Friday, May 06, 2005

you can't always get what you want

I took the day off from work today because I wanted to sleep in and hopefully begin to feel rested. Instead I woke up with a sore throat, a headache, and a lot of stress caused by my dreams.

I wanted to have all my packing done so that this move will go smoothly. From where I sit now, it doesn't look like anything has been packed.

In contrast to the cynicism of the Garden State quote, I wanted to reflect about the possibility that I did create a new home for myself. And now I am emotionally preparing to leave it. Unfortunately, I gave the impression that I am dreading moving home. This isn't the case at all. I love my family. In fact, I like my family. Which some people can't say. I've just always been very independent. I think it would be acceptable for me to say that I have created a new home if I had a husband and children who lived there with me. I guess I just feel like home is the place where you experience life.

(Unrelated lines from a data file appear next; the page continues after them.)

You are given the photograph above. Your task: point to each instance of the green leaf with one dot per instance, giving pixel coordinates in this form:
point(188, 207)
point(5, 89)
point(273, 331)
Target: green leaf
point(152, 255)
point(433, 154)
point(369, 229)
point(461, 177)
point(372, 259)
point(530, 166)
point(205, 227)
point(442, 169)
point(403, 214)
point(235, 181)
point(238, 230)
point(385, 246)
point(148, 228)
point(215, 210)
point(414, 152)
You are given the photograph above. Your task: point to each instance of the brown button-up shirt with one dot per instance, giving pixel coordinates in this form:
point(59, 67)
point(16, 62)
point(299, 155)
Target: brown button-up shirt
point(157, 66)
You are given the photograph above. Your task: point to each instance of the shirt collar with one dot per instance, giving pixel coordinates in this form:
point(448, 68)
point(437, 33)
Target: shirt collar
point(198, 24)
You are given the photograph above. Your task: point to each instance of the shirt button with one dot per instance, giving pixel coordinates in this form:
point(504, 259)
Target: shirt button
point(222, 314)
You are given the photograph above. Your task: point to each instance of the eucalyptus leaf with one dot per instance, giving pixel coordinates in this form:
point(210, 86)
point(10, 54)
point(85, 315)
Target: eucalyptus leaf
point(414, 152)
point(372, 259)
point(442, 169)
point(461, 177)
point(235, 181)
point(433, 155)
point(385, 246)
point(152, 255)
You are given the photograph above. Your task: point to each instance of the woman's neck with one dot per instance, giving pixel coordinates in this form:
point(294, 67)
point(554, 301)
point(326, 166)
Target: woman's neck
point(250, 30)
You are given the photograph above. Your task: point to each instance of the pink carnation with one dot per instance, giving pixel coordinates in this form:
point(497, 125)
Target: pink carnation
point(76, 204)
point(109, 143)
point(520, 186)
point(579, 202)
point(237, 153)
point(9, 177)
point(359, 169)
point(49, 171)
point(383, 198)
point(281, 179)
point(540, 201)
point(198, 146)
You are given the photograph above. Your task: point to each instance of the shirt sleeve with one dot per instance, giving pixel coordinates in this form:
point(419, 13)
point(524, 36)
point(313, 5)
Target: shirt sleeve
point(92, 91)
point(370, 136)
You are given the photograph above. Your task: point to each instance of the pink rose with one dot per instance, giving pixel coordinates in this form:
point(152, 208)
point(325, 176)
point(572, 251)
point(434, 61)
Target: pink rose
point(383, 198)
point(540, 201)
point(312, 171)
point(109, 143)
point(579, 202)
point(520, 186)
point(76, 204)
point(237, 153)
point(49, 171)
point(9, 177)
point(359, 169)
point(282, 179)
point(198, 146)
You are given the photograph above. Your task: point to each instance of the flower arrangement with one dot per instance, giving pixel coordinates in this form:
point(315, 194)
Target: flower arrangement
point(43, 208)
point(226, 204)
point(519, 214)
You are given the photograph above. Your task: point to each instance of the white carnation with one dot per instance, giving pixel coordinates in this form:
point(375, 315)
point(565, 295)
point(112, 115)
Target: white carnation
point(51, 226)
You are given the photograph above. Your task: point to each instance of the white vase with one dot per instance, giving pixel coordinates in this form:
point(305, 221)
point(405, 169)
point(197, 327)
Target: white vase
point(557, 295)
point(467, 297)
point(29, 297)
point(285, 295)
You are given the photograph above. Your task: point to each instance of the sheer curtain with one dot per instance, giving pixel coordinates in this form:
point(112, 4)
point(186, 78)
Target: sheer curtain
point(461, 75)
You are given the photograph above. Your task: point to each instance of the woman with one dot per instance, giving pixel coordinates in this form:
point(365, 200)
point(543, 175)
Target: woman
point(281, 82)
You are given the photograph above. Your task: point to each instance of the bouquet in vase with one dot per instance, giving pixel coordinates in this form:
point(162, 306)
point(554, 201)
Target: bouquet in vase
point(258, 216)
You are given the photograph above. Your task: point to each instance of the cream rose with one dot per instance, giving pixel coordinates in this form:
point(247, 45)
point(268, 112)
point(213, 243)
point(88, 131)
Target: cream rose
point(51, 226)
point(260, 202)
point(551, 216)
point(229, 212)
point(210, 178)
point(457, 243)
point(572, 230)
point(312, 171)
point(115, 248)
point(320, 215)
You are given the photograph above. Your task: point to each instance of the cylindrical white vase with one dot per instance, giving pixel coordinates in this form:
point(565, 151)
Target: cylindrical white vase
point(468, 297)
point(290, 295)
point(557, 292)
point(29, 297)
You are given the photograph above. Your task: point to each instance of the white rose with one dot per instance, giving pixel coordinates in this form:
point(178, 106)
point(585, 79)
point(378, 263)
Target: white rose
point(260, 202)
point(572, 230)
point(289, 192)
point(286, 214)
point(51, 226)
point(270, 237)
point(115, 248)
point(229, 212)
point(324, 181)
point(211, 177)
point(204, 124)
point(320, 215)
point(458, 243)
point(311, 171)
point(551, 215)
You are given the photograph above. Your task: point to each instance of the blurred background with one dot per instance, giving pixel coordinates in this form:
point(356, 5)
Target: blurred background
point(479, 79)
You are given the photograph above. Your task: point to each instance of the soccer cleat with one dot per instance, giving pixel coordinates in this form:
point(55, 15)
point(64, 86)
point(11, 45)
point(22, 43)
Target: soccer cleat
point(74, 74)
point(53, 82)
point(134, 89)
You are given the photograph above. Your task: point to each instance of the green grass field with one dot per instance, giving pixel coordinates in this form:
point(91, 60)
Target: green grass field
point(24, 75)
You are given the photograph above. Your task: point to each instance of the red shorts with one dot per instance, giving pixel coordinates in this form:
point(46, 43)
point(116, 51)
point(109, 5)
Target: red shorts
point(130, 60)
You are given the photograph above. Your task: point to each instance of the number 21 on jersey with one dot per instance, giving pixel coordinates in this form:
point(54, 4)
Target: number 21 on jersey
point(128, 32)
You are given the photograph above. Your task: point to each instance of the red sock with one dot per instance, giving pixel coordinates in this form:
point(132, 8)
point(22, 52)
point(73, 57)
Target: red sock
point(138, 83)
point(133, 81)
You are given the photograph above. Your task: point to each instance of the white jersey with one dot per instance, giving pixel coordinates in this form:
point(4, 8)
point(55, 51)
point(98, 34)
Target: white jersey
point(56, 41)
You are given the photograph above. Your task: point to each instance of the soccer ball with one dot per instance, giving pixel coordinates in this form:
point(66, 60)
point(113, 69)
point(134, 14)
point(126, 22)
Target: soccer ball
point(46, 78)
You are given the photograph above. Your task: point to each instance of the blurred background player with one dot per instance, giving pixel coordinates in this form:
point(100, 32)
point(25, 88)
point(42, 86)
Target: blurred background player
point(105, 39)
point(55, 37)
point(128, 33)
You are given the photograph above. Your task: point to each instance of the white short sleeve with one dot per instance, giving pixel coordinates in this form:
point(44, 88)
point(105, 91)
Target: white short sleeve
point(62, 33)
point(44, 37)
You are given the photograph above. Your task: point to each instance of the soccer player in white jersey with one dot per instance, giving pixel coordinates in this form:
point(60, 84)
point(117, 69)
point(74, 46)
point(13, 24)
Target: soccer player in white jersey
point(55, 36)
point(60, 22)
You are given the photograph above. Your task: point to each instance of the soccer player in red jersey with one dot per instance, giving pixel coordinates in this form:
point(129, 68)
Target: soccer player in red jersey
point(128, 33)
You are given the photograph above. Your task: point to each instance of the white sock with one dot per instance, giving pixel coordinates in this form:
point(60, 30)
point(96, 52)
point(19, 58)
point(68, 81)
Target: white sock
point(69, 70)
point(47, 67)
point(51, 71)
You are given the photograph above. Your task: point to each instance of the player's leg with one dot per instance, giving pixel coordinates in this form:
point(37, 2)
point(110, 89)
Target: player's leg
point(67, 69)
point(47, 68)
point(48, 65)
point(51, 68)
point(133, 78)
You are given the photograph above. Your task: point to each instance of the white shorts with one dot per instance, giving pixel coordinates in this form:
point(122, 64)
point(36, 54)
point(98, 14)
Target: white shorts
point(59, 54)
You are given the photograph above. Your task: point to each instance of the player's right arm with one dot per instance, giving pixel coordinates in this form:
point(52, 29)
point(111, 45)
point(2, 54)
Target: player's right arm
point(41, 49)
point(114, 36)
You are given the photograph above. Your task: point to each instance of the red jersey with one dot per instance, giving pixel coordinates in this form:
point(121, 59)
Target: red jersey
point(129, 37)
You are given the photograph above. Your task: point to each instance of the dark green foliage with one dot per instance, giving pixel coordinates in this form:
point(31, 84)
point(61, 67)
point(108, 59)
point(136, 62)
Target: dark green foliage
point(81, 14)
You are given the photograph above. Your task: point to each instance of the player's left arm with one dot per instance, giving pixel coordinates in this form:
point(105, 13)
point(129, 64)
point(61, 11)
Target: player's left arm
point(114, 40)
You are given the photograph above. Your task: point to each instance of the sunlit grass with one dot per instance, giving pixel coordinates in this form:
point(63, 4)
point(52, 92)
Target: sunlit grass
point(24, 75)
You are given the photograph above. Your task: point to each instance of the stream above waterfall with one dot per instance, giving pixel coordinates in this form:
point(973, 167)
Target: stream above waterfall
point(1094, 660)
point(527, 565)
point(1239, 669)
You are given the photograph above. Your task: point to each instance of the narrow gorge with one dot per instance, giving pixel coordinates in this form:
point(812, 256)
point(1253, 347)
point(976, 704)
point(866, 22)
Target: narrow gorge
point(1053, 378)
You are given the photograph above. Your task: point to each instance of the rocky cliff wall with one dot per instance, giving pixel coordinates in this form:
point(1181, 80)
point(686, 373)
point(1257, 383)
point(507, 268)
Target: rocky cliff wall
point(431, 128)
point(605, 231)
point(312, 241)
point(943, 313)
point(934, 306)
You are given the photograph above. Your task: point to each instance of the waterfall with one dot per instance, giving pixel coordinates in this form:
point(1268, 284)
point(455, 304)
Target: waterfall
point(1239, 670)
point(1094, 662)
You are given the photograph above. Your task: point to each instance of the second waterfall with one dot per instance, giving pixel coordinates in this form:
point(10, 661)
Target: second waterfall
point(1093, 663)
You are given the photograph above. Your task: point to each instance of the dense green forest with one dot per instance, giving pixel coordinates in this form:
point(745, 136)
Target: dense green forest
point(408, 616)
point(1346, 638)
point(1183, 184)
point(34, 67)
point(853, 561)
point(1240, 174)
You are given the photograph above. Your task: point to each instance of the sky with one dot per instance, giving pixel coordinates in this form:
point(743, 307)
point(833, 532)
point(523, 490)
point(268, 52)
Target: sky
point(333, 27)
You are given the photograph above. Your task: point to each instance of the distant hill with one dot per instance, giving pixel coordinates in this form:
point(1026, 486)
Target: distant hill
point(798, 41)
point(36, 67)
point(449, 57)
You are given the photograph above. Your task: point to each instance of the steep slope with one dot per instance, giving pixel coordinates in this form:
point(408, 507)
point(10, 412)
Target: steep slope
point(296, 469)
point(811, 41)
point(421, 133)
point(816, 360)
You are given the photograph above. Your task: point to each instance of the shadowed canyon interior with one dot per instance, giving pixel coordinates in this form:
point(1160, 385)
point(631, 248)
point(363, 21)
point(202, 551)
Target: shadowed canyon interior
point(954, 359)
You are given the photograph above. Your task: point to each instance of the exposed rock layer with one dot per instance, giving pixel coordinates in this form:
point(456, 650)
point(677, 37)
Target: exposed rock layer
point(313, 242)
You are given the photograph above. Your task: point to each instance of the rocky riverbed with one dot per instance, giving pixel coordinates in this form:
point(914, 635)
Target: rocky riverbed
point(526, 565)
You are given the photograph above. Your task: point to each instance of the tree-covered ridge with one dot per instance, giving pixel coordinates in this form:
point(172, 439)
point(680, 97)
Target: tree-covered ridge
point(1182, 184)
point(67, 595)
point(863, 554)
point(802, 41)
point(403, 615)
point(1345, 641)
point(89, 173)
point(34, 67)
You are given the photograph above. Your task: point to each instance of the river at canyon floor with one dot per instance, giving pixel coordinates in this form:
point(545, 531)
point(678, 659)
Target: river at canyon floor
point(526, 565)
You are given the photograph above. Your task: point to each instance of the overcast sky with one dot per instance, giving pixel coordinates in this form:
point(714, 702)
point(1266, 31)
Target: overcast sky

Since the start of the year I've been faced with making decisions and choices, and I wanted to believe that these choices and decisions wouldn't affect others. But I have to accept the fact that my actions do have consequences and sometimes not just for me. I love the people in my life. But sometimes I can be selfish. I start to think it's all about me. And I start to think that I can choose what is best for me. I read a book last year called "The Secret Life of Bees". I don't necessarily recommend this book unless you are just bored. But there was a quote in there that struck me as I read it.
"The problem is they know what matters, but they don't choose it. The hardest thing on earth is choosing what matters."
I know what matters. And I want to start choosing what matters. Because unfortunately it isn't just about the now. It is going to affect the later.

I might not always get what I want, and that's okay.

1 Comments:

Blogger Kerri said...

'you can't always get what you waaaahannt, you can't always get what you waaaahaant, but if you try sometimes, you might just find, you get what you neeeed'.

(and you need to allow non-blogspoters to post comments. go change your settings now!)